To model a **3-step LSTM** in nFlow:
```
input[0] → lstm_cell → h1, c1
             ↑ h0, c0
input[1] → lstm_cell → h2, c2
             ↑ h1, c1
input[2] → lstm_cell → h3, c3
             ↑ h2, c2
```
You wire 3 `nn.lstm_cell` nodes in sequence. The "loop" is explicit at the graph level.
This is exactly how `torch.nn.LSTMCell` works — and it's perfectly expressible as a DAG.

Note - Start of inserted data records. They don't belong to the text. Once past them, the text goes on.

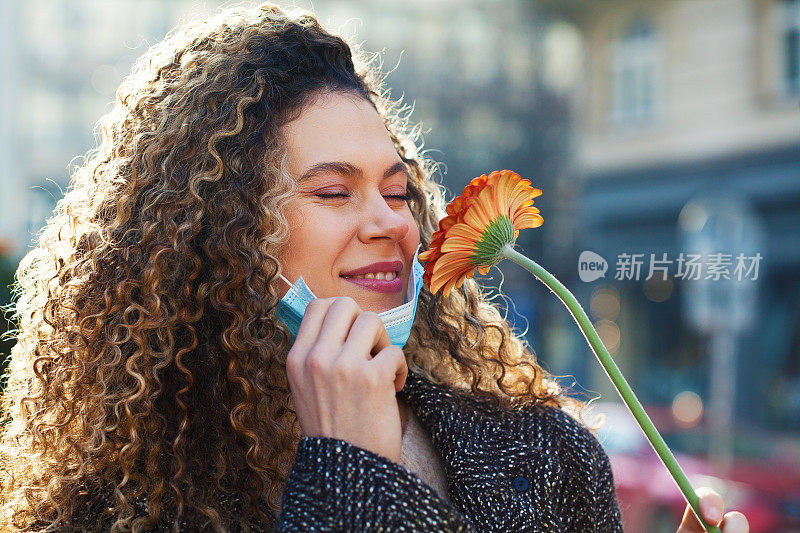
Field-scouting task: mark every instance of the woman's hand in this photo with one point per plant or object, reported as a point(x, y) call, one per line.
point(344, 373)
point(712, 506)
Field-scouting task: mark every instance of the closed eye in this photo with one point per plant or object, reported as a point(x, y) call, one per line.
point(404, 197)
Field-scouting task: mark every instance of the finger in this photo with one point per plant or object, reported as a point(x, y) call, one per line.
point(338, 322)
point(311, 323)
point(392, 361)
point(735, 522)
point(369, 332)
point(709, 502)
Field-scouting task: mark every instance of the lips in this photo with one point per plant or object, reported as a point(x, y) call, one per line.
point(382, 266)
point(389, 269)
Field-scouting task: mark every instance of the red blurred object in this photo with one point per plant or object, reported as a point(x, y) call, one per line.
point(765, 490)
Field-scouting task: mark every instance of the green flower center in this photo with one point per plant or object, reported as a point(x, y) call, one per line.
point(499, 233)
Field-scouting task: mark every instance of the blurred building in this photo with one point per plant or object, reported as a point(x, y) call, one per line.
point(678, 100)
point(61, 62)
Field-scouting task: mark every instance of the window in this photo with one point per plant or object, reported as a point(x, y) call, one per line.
point(636, 75)
point(790, 46)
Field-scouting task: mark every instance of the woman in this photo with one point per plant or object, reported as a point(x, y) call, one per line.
point(173, 371)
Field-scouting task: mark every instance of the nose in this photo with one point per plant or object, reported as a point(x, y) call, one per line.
point(381, 221)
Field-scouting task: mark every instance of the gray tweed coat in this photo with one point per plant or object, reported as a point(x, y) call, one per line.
point(534, 470)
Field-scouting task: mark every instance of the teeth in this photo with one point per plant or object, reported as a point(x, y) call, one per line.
point(386, 276)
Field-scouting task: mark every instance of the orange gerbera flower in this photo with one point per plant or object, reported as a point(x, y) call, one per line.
point(487, 216)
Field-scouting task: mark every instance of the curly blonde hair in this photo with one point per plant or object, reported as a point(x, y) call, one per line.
point(149, 362)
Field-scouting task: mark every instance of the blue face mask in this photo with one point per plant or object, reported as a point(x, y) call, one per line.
point(398, 321)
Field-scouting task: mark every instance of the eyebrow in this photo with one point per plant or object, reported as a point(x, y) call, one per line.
point(347, 169)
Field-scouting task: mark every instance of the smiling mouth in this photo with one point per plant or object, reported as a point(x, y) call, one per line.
point(384, 276)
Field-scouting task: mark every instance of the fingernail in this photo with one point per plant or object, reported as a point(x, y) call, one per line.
point(714, 513)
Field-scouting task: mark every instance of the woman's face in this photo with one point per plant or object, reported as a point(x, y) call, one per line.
point(349, 213)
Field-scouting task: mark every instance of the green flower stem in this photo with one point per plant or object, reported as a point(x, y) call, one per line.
point(624, 390)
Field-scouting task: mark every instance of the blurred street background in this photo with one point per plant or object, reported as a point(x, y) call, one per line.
point(665, 136)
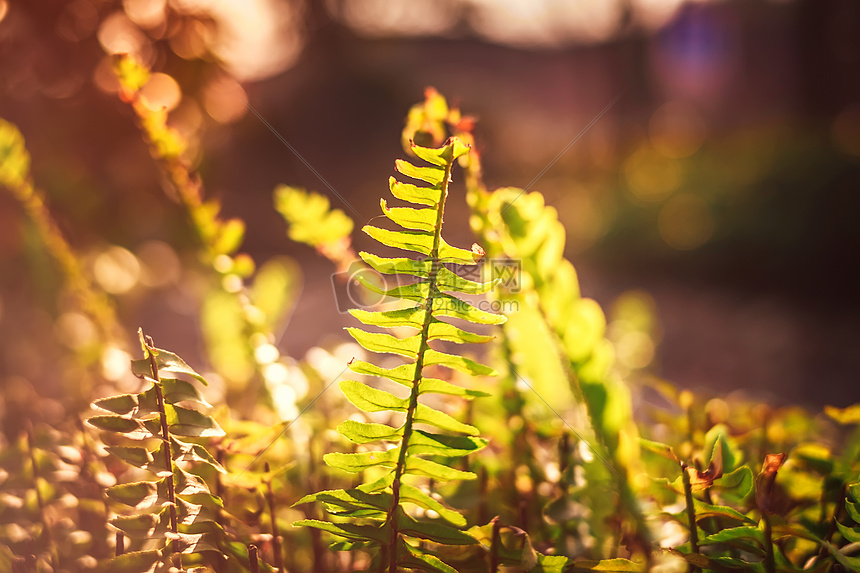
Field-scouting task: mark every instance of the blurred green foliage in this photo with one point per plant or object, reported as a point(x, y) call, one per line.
point(587, 460)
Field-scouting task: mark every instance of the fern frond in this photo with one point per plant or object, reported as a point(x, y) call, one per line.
point(176, 507)
point(411, 455)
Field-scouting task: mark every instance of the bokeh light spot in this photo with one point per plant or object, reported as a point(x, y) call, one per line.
point(651, 176)
point(75, 330)
point(116, 270)
point(119, 35)
point(224, 99)
point(116, 363)
point(161, 92)
point(676, 130)
point(145, 13)
point(685, 222)
point(159, 264)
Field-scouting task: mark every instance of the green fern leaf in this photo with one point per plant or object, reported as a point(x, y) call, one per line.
point(411, 455)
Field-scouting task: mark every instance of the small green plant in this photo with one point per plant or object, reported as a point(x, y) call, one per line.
point(175, 510)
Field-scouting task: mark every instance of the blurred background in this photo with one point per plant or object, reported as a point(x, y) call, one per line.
point(722, 182)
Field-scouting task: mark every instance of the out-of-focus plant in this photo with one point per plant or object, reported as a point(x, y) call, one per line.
point(312, 221)
point(518, 227)
point(239, 317)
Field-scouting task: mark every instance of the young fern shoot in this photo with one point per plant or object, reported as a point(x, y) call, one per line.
point(377, 518)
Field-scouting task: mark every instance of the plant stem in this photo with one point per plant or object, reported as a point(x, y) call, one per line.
point(769, 561)
point(46, 530)
point(276, 535)
point(837, 510)
point(391, 519)
point(252, 559)
point(173, 547)
point(494, 546)
point(691, 511)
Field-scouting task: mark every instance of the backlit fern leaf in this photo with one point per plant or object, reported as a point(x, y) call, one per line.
point(375, 510)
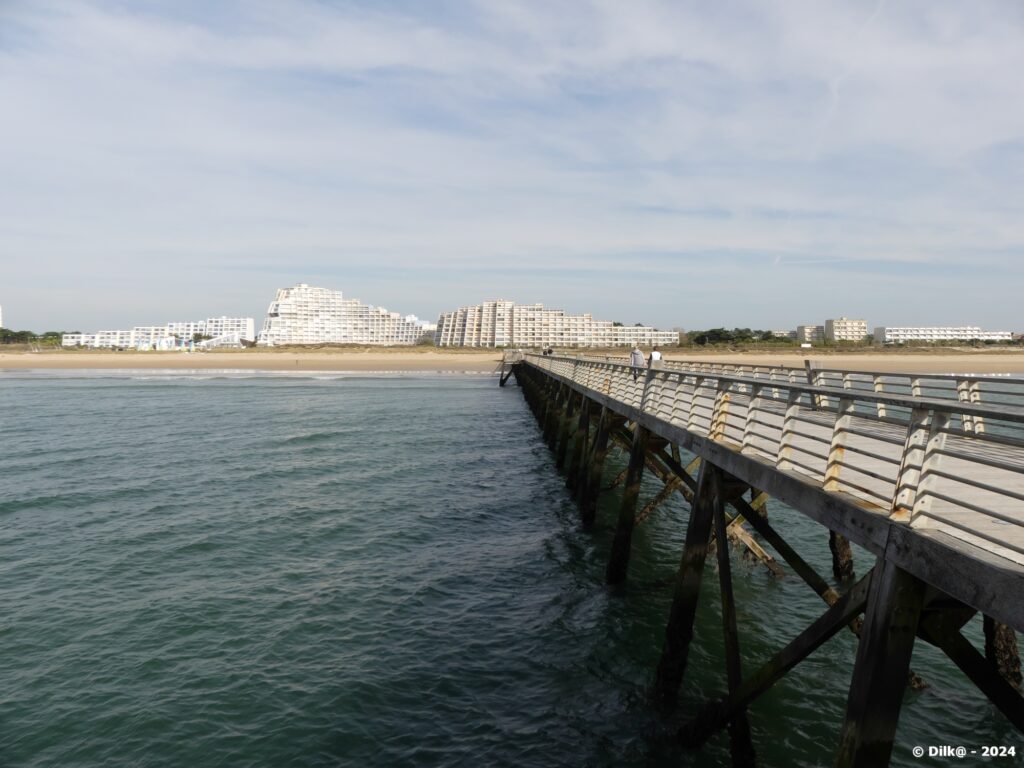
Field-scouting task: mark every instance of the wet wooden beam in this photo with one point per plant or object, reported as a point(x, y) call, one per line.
point(882, 667)
point(565, 428)
point(595, 468)
point(740, 747)
point(579, 444)
point(716, 716)
point(943, 631)
point(679, 633)
point(839, 545)
point(768, 532)
point(619, 560)
point(1001, 651)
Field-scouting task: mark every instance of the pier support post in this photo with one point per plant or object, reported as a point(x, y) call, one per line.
point(619, 561)
point(881, 670)
point(842, 556)
point(739, 730)
point(1001, 651)
point(679, 632)
point(565, 428)
point(579, 445)
point(595, 470)
point(551, 396)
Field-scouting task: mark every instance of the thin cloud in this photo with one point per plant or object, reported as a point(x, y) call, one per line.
point(192, 155)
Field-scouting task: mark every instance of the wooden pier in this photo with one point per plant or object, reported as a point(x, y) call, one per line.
point(925, 472)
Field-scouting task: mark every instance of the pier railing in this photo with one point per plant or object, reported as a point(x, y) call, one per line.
point(941, 453)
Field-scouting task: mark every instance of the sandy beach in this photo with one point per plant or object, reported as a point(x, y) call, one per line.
point(426, 358)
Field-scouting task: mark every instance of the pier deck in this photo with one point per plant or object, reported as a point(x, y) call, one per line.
point(926, 472)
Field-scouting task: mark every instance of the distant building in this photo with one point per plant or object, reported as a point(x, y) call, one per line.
point(844, 329)
point(903, 335)
point(810, 334)
point(170, 336)
point(305, 314)
point(499, 323)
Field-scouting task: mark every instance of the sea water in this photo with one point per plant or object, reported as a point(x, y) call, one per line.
point(256, 569)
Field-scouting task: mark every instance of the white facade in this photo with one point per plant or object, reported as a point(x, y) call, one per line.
point(305, 314)
point(844, 329)
point(499, 323)
point(902, 335)
point(810, 333)
point(170, 336)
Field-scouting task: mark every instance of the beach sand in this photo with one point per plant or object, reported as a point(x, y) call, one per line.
point(427, 359)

**When to use**: Fixed-length sequences known at model-design time. Clean, simple,
easy to debug. Good for teaching, small models, and architectures with specific step counts.

---

## Pattern 2: Scan / Fold Over Sequence (Recommended)

`nn.scan` — maps a cell over a variable-length sequence:
- **Inputs**: `xs` [B, T, input_size], `h0` [B, hidden_size], `c0` [B, hidden_size]
- **Outputs**: `hs` [B, T, hidden_size], `h_T` [B, hidden_size], `c_T` [B, hidden_size]
- **Attrs**: `cell: str` — uid of the cell composite to scan over (e.g. `"user.lstm_cell"`)

This is equivalent to JAX's `lax.scan`, Haskell's `scanl`, and how modern implementations
of RWKV, Mamba, and Linear RNNs are expressed.

```
xs [B,T,D] → nn.scan(cell="user.lstm_cell") → hs [B,T,H]
              ↑ h0, c0                           h_T, c_T
```

One node represents the entire recurrence. This is how `torch.nn.LSTM` and Mamba's SSM
scan are compiled internally. The scan node exports to:
- **PyTorch**: `nn.LSTM(...)` or a `torch.func.scan` / manual for-loop
- **Keras**: `keras.layers.RNN(cell, return_sequences=True)`
- **ONNX**: `ONNX::Loop` / `ONNX::Scan` operators

**When to use**: Variable-length sequences, production models, Mamba/RWKV/S4/linear
attention. The scan node abstracts away the loop entirely.

---

## Pattern 3: Custom SSM (Mamba-style)

For Mamba, S4, RWKV, and similar **linear recurrences** (`h_t = A·h_{t-1} + B·x_t`):

Build a `UserComposite` for the SSM kernel:
1. **Create** a `user.mamba_ssm` composite in the Custom Nodes panel
2. **Wire** the inner graph: `dt, A, B, C, x → selective_scan → y`
3. The selective scan is itself a `nn.scan` over a custom cell

The `.nfl` file carries the `paper_url: "https://arxiv.org/abs/2312.00752"` so
collaborators always know the source architecture.

---

## Pattern 4: Bidirectional RNNs

Wire two scan nodes:
```
xs → scan_forward  → hs_fwd [B,T,H]  ──┐
xs → scan_backward → hs_bwd [B,T,H]  ──┤→ concat → output
```
`scan_backward` can use the same cell with `direction: "backward"` attr.

---

## Why Not Explicit Cycles?

Some graph editors allow "feedback edges" that create cycles. This is fundamentally
broken for ML:

1. **No well-defined topo order** → can't run inference, can't compute shapes
2. **Not differentiable** as written (need time-unrolling to get gradients)
3. **ONNX, PyTorch JIT, TensorRT** don't support cyclic graphs — you'd need a
   special lowering pass that nFlow avoids by design

The DAG-based approach (explicit unrolling + scan) is used by every production ML
framework and compiler. nFlow follows this industry standard.

---

## Quick Reference

| Architecture | nFlow Pattern |
|---|---|
| LSTM (fixed T steps) | T × `nn.lstm_cell` wired in sequence |
| LSTM (variable length) | 1 × `nn.scan(cell="user.lstm_cell")` |
| GRU | `nn.gru_cell` or `nn.scan(cell="user.gru_cell")` |
| Mamba SSM | `user.mamba_ssm` composite with `nn.scan` inside |
| RWKV | `user.rwkv_block` composite with `nn.scan` inside |
| Transformer (no recurrence) | Standard DAG — MHA + FFN blocks |
| Bidirectional | Two parallel `nn.scan` nodes + concat |
| Temporal Conv (TCN) | Standard conv nodes — fully DAG-compatible |

---

## Implementing `nn.scan` in nFlow

The `nn.scan` primitive is registered in `nflow-ops/src/prims.rs`. It:
- Declares attrs: `cell: str` (the composite uid to scan), `axis: int = 1`
- Shape inference: reads the cell's declared `ports_out`, infers sequence output shape
- Codegen: emits `nn.LSTM` / `nn.GRU` for built-in cells; `torch.func.scan` or
  manual loop for custom cells
- Execution: the CPU evaluator calls `infer_user_composite` iteratively for each step

This is the recommended way to add any sequential model to nFlow.